Le segnalazioni qualificate rappresentano un canale privilegiato della collaborazione, in quanto si tratta di notizie, dati o circostanze note agli uffici comunali e capaci di rilevare, con chiarezza e precisione, comportamenti dei cittadini evasori.

Dalla mia esperienza e dai miei studi questo tipo di comportamento da parte dello Stato Italiano viola la legge sulla privacy e delega un potere di controllo a comuni cittadini e operatori comunali che potranno fare il cattivo e buon tempo. Immaginate un vigile urbano che è inimicato con un cittadino o più cittadini, cercherà di inviare segnalazioni ai limiti della realtà, mentre un cittadino anche evasore amico del vigile urbano potrà continuare ad essere al coperto della scure fiscale.

Lo Stato dimentica che ormai i cittadini che evadono per necessità sono in crescita.

Infine i Sindaci delle città o paese che sia, invece di tutelare e proteggere i propri cittadini, in nome del denaro e della promessa che il 100% delle somme riscosse dalle segnalazioni inviate andranno nella casse comunali firmano accordi con l’Agenzia delle Entrate.

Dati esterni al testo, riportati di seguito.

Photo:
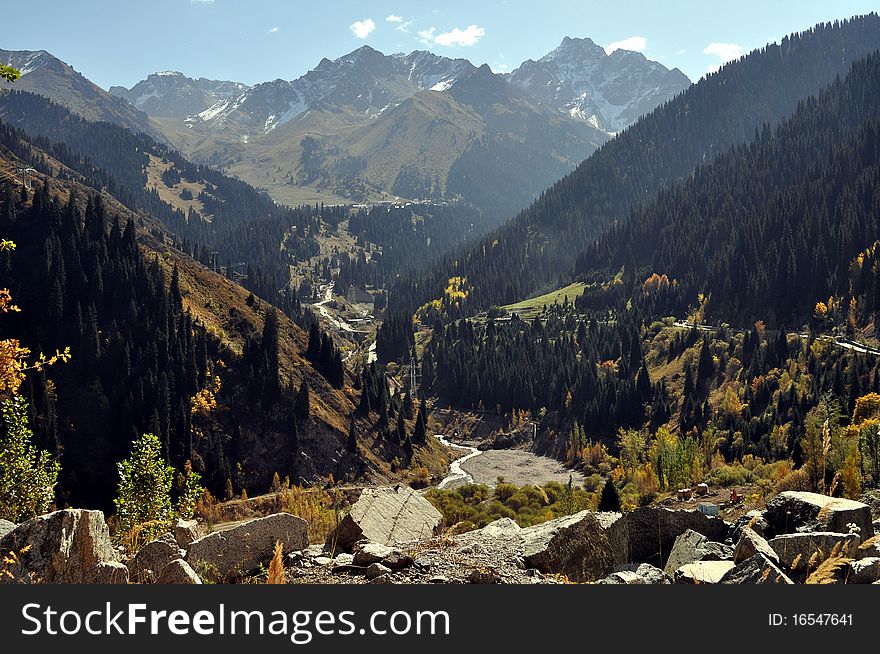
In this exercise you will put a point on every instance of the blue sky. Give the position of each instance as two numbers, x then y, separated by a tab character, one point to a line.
120	42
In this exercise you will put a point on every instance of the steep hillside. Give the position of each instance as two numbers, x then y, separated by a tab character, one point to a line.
776	225
540	245
150	328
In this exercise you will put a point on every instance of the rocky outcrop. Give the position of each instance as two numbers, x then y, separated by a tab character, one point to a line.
864	571
574	545
702	572
691	547
751	543
647	534
798	551
797	511
226	555
757	569
65	547
188	531
386	515
178	572
147	565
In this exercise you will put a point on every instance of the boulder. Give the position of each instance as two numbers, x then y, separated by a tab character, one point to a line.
499	528
684	550
757	569
368	553
573	545
870	548
797	551
753	519
646	571
864	571
225	555
66	547
751	543
376	570
111	572
178	572
691	547
647	534
484	576
798	511
703	572
6	527
626	577
187	531
146	566
386	515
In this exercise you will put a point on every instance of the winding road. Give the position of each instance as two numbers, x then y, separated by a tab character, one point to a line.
456	474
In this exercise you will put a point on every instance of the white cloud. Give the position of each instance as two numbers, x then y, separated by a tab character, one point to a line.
427	36
468	36
362	28
725	51
402	25
634	43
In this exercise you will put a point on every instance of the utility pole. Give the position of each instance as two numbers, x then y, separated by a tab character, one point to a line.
25	171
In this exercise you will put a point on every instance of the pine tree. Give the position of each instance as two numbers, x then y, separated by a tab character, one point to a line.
302	404
610	499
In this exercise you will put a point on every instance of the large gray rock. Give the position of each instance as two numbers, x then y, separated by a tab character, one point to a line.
648	572
803	550
368	553
178	572
702	572
386	515
499	528
574	545
66	547
754	519
625	577
146	566
864	571
691	547
751	543
111	572
6	527
757	569
188	531
225	555
797	511
647	534
869	549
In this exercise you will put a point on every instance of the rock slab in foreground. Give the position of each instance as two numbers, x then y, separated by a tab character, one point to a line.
225	555
757	569
703	572
798	551
178	572
794	511
574	545
66	547
386	515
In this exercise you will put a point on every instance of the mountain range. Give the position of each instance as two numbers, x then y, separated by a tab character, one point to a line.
369	126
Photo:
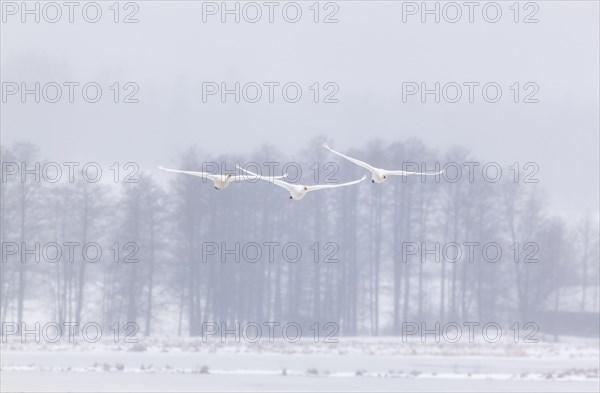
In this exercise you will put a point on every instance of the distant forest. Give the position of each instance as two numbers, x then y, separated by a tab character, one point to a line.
187	253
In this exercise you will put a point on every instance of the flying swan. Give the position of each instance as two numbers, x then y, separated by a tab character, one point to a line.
299	191
379	175
220	181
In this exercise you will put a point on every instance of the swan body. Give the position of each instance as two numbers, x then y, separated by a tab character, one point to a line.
379	175
220	181
299	191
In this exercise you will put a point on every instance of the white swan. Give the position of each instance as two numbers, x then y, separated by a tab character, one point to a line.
299	191
379	175
220	181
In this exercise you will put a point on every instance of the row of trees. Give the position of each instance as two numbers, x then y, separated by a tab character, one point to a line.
368	253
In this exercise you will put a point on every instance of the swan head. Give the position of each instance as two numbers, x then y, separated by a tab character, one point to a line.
379	177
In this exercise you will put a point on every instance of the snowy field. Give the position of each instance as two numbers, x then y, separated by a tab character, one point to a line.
353	364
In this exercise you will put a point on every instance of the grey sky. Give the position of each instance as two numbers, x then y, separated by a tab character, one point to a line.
368	54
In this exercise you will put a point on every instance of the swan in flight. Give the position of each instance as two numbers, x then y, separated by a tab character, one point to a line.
221	181
299	191
379	175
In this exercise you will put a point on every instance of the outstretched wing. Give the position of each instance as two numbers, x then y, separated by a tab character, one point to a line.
278	182
354	160
237	178
324	186
405	173
192	173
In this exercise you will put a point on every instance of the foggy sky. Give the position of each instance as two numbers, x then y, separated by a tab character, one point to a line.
369	53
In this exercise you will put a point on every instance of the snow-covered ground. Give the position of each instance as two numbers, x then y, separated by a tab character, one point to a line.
353	364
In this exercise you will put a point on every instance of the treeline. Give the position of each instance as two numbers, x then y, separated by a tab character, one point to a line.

I Sindaci, nella loro ignara ignoranza sottovalutano:

  1. L’accordo del 100% è valido sino al 31.12.2014, quindi si prevedono forte riduzioni nel futuro;
  2. Violano la privacy del cittadino rischiando contenziosi in materia di privacy;
  3. Riducono la fiducia del cittadino che non sentendosi tutelato, alle successive elezioni non saranno riconfermati.

Le associazioni di categoria non parlano in quanto imbavagliati dal potere politico, quindi l’unico potere che al cittadino rimane è il VOTO. Difendetevi non votando il Sindaco ed il suo partito che ha siglato l’accordo con l’Agenzia delle Entrate in quanto il nuovo Sindaco può revocare l’accordo con l’Agenzia delle Entrate in nome della privacy dei propri clienti.